Members of Tennessee Republican Gov. Bill Lee’s staff will not say why state officials have not complied with releasing health data about refugees, as the law requires.
Members of Lee’s staff did not return repeated requests for comment on the matter this week.
As Breitbart reported in 2016, states such as California, Texas, Indiana, Utah, Arizona, Florida, and Minnesota readily make this information available in reports that are published annually.
Other states, such as Louisiana, Nebraska, Wisconsin, and Colorado do not publish annual reports on refugee health, but they do make this information publicly available, as Breitbart went on to say.
But Tennessee did not publish annual reports on refugee health and only provided partial information on latent tuberculosis rates. Tennessee also refused to provide active TB infection data, Breitbart reported.
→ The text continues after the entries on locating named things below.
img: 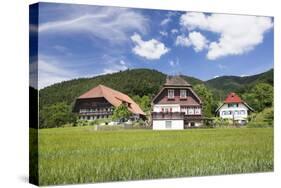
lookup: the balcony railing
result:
[152,112,202,120]
[79,111,113,115]
[152,112,184,120]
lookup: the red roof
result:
[224,93,243,103]
[78,85,144,115]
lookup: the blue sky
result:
[30,3,274,88]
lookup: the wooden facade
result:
[151,76,203,129]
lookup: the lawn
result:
[35,127,273,185]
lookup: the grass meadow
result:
[36,126,273,185]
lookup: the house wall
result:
[153,88,200,106]
[153,104,180,112]
[152,120,184,130]
[219,103,248,119]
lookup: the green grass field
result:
[36,127,273,185]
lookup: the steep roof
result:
[216,92,254,112]
[78,85,144,115]
[164,76,191,86]
[152,76,202,104]
[224,93,243,104]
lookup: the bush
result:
[248,107,274,127]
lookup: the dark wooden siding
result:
[153,88,201,106]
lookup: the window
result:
[228,103,238,108]
[188,108,194,115]
[180,89,186,99]
[195,108,201,114]
[168,89,175,99]
[165,121,172,129]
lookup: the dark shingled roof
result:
[164,76,191,86]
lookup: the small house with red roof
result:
[73,85,145,120]
[216,93,254,124]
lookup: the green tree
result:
[194,84,214,117]
[242,83,273,112]
[39,102,77,128]
[112,104,132,120]
[133,95,151,112]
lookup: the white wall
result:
[219,103,248,119]
[153,104,180,112]
[153,120,184,130]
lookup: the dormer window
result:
[168,89,175,99]
[180,89,186,99]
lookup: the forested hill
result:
[205,69,273,95]
[39,69,273,107]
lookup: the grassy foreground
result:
[36,127,273,185]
“Sharing such important public health data is consistent with more than a century of federal and state laws that promote transparent and open government when it comes to reporting on the incidence of diseases that can impact public health,” according to Breitbart.
“It is also consistent with the requirements of the Refugee Act of 1980, which established the federal refugee resettlement program, and existing public health laws in most states.
As Breitbart reported, Michigan now joins a number of other states, including New York, Massachusetts, and Kentucky, which are not complying with these standards.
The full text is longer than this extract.